19. Daarbij komt nog dat, naar eiseres ter zitting heeft verklaard, zij de bouw van het bouwwerk in eigen hand heeft gehouden en daarbij diverse bedrijven heeft ingeschakeld die onder haar regie de in de nota’s en overzichten vermelde werkzaamheden hebben uitgevoerd of diensten hebben verleend. Gelet daarop is naar het oordeel van de rechtbank op het bouwen het bepaalde in de Tarieventabel 2017, Titel 2, Hoofdstuk 1, artikel 2.1.1.2 en onderdeel b, laatste volzin, van toepassing, zodat onder bouwkosten moet worden verstaan: de prijs die aan een derde in het economisch verkeer zou moeten worden betaald voor het tot stand brengen van het bouwwerk waarop de aanvraag betrekking heeft.
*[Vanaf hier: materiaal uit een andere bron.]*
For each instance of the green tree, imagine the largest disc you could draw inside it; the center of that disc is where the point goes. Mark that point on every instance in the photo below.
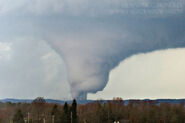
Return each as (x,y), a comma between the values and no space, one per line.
(56,113)
(18,117)
(66,114)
Deze prijs kan naar het oordeel van de rechtbank, anders dan eiseres kennelijk meent, niet worden bepaald door de kosten die bij bouw in eigen beheer worden gemaakt bij elkaar op te tellen, reeds omdat dan de winst die een derde bij een marktconforme transactie voor het tot stand brengen van het bouwwerk naast de bouwkosten in rekening zou brengen, niet in aanmerking zou worden genomen, hoewel deze wel behoort tot de prijs die aan een derde in het economisch verkeer voor het tot stand brengen van het bouwwerk zou moeten worden betaald.
20. Verweerder heeft gesteld en de rechtbank acht aannemelijk dat de ROEB-lijst aan de hand waarvan de bouwkosten zijn bepaald en de verschuldigde leges zijn berekend, is samengesteld op basis van actuele, in de gemeenten die behoren tot het ROEB, gerealiseerde marktprijzen. Nu eiseres, naar volgt uit wat onder 17, 18 en 19 is overwogen, niet aannemelijk heeft gemaakt dat de aan de hand van de ROEB-lijst berekende bouwkosten substantieel afwijken van de werkelijke bouwkosten, faalt ook de nog meer subsidiaire beroepsgrond.
21. Dit betekent dat het beroep ongegrond is.
22. Voor een veroordeling in de proceskosten bestaat geen aanleiding.